Nei primi minuti, “Kingdom” racconta agli spettatori tutto quello che devono sapere su Alvey Kulina e il mondo in cui vive, e lo fa con pochissimi dialoghi. Una serie su un ex padre e praticante di arti marziali che ora dirige una palestra MMA a Venezia, in California, inizia con Alvey su una pista, allenandosi come un qualsiasi atleta professionista farebbe. Ma quando si imbatte in due gangster che puntano le loro pistole contro di lui, le cose sembrano prendere una brutta piega. Almeno fino a quando Alvey, completamente soggiogato dalla situazione di pericolo, li atterra entrambi con pugni e calci e ginocchiate. Da lì, scrolla le spalle e torna alla sua corsetta come nulla fosse. Benvenuti in “Kingdom”.

Six Feet Under.


“Six Feet Under” è una serie sulla morte, quindi è giusto che il protagonista, patriarca della famiglia Fisher, muoia nei primi minuti dello show (mentre guida il nuovo carro funebre e canta “Sarò a casa per Natale”). Subito, lo spettacolo chiarisce che non bisogna aver paura dell’oscurità, e che i telespettatori stanno per essere coinvolti nel doloroso ma affascinante mondo dei Fisher.

The Americans.


È forse appropriato che i primi minuti di “The Americans” siano una falsa partenza. Elizabeth, con una parrucca bionda, è in modalità seduzione. Mentre zittisce un uomo che parla del modo di vivere degli americani, strusciandogli addosso, il rullo di tamburi del “Tusk” di Fleetwood comincia a suonare. Saltando a tre giorni dopo, “Tusk” è ancora in sottofondo, ed Elizabeth, completamente trasformata, e Philip stanno cercando di catturare qualcosa. La scena non è solo un’intricata sequenza d’azione, perfettamente riuscita, stabilisce anche chi sono le Jennings, cosa fanno, come lo fanno, così come la loro dinamica personale.
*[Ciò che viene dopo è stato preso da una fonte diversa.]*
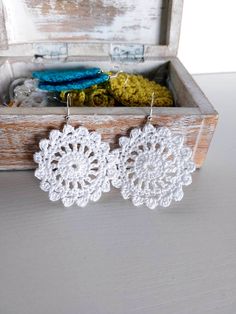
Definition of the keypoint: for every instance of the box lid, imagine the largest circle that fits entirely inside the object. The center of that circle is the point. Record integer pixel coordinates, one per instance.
(89, 27)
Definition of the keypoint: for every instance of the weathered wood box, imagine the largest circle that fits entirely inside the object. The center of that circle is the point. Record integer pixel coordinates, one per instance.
(140, 36)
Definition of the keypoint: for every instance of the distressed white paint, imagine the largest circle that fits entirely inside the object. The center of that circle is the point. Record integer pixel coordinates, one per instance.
(112, 258)
(134, 21)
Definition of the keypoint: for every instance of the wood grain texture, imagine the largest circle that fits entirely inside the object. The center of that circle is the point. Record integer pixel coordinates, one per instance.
(89, 27)
(91, 20)
(20, 135)
(195, 118)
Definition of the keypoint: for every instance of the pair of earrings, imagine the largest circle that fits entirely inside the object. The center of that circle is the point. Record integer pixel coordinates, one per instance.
(150, 167)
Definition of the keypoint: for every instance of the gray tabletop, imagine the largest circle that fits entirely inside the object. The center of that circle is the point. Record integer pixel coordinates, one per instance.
(114, 258)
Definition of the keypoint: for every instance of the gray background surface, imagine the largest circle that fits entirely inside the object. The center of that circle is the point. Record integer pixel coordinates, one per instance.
(114, 258)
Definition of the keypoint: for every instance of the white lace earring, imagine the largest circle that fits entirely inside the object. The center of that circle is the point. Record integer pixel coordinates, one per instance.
(73, 164)
(153, 165)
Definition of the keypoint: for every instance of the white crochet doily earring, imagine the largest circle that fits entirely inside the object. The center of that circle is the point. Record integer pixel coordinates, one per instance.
(153, 165)
(74, 165)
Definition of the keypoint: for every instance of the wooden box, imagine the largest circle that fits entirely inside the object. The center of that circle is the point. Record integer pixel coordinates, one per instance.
(139, 36)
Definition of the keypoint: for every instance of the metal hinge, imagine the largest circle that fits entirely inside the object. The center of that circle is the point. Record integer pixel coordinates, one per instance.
(50, 52)
(127, 53)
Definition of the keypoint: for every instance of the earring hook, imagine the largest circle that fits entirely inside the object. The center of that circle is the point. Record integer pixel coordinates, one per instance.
(68, 105)
(149, 118)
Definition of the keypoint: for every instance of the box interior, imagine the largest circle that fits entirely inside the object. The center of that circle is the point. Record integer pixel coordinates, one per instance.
(161, 71)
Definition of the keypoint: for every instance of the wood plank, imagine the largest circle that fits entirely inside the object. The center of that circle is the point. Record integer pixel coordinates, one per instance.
(3, 33)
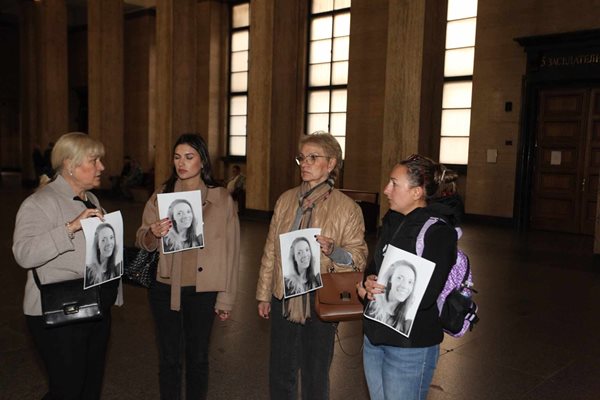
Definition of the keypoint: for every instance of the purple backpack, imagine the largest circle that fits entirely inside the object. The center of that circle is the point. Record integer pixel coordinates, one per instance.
(458, 311)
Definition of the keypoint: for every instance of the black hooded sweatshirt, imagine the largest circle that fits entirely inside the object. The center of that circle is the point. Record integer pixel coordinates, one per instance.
(440, 247)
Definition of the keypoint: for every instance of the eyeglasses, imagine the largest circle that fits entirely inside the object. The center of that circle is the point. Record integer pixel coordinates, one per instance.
(310, 159)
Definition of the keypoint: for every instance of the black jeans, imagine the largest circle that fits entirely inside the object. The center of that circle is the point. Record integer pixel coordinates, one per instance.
(178, 332)
(308, 348)
(74, 356)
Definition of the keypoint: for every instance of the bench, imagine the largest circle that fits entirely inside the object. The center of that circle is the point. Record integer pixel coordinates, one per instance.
(369, 204)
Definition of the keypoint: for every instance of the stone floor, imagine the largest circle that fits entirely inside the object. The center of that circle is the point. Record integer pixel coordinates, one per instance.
(538, 339)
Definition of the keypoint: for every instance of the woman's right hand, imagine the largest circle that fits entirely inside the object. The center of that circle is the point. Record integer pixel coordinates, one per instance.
(75, 225)
(264, 309)
(372, 287)
(160, 227)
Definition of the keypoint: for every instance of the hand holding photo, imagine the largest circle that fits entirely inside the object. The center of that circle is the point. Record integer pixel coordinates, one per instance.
(104, 249)
(405, 277)
(184, 210)
(301, 260)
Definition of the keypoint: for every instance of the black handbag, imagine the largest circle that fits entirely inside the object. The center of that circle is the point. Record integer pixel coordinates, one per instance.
(140, 267)
(67, 302)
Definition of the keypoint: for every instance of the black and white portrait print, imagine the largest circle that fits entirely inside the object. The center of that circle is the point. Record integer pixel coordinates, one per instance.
(184, 210)
(301, 260)
(104, 249)
(405, 277)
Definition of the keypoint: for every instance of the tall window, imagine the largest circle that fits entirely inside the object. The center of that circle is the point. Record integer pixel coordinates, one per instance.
(329, 42)
(238, 78)
(458, 81)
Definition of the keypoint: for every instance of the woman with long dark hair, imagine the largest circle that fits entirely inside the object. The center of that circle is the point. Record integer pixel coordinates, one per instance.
(303, 277)
(195, 285)
(396, 366)
(392, 306)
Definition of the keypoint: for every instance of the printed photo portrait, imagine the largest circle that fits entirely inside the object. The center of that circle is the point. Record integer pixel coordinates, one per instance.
(104, 249)
(301, 261)
(405, 277)
(184, 209)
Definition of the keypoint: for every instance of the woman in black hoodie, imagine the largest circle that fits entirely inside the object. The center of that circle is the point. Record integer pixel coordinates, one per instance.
(399, 367)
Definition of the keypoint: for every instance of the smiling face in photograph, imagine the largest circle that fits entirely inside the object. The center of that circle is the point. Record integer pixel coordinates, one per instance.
(187, 162)
(316, 165)
(106, 242)
(302, 254)
(402, 282)
(183, 216)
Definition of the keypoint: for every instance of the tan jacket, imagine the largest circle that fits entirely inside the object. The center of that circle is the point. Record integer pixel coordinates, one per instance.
(41, 240)
(217, 263)
(339, 218)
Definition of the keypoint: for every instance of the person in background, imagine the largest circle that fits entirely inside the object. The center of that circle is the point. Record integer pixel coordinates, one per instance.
(396, 366)
(48, 237)
(392, 306)
(195, 285)
(183, 233)
(299, 340)
(236, 186)
(104, 255)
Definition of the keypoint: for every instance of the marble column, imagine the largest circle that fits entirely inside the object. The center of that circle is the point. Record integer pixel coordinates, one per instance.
(105, 80)
(276, 98)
Elizabeth è concentrata sul completamento della missione; Philip è leggermente più umano.

The Returned.


“Les Revenants”, uno spettacolo francese che parla di morti che tornano inspiegabilmente in vita, inizia piuttosto banalmente: la videocamera mette a fuoco una cupa adolescente che guarda fuori dal finestrino di un autobus pieni di altri ragazzi. Guarda i paesaggi circostanti, splendidi e sereni. E poi il bus va fuori strada e si schianta, interrompendo efficacemente la calma. È incredibilmente stridente, sì, ma anche stranamente bella, proprio come il resto della serie.

The Wire.


La prima scena di “The Wire” non è particolarmente entusiasmante; è solo una conversazione tra il detective James McNulty e l’uomo che ha visto Omar Isaia Betts sparare dopo una colluttazione. Ciò che lo rende ironico, però, è l’abile modo in cui offre una dichiarazione valida per l’intera serie, rispondendo ad una semplice domanda: perché lasciar giocare ad Omar una partita in cui tutti sapevano che avrebbe barato? “Devo”, risponde il testimone, soprendendo McNulty. “Questa è l’America, amico”.

The West Wing.



Questa apertura ha così tanto successo per quello che non fa vedere. Una serie di personaggi, che il pubblico amerà sempre di più, viene mostrata in vari momenti della giornata: in palestra, al bar, su un aereo, addormentato in ufficio. Ma un messaggio li unisce tutti, quando un uomo di nome Potus colpisce un albero. Ma Potus risulta essere il POTUS, cioè il Presidente degli Stati Uniti d’America. E improvvisamente, lo spettatore realizza che le puntate della serie sono tutt’altro che lente. Si tratta di un inizio brillante, che definisce il segno dei personaggi e i ritmi di dialogo di “The West Wing”, prima ancora di mettere piede alla Casa Bianca.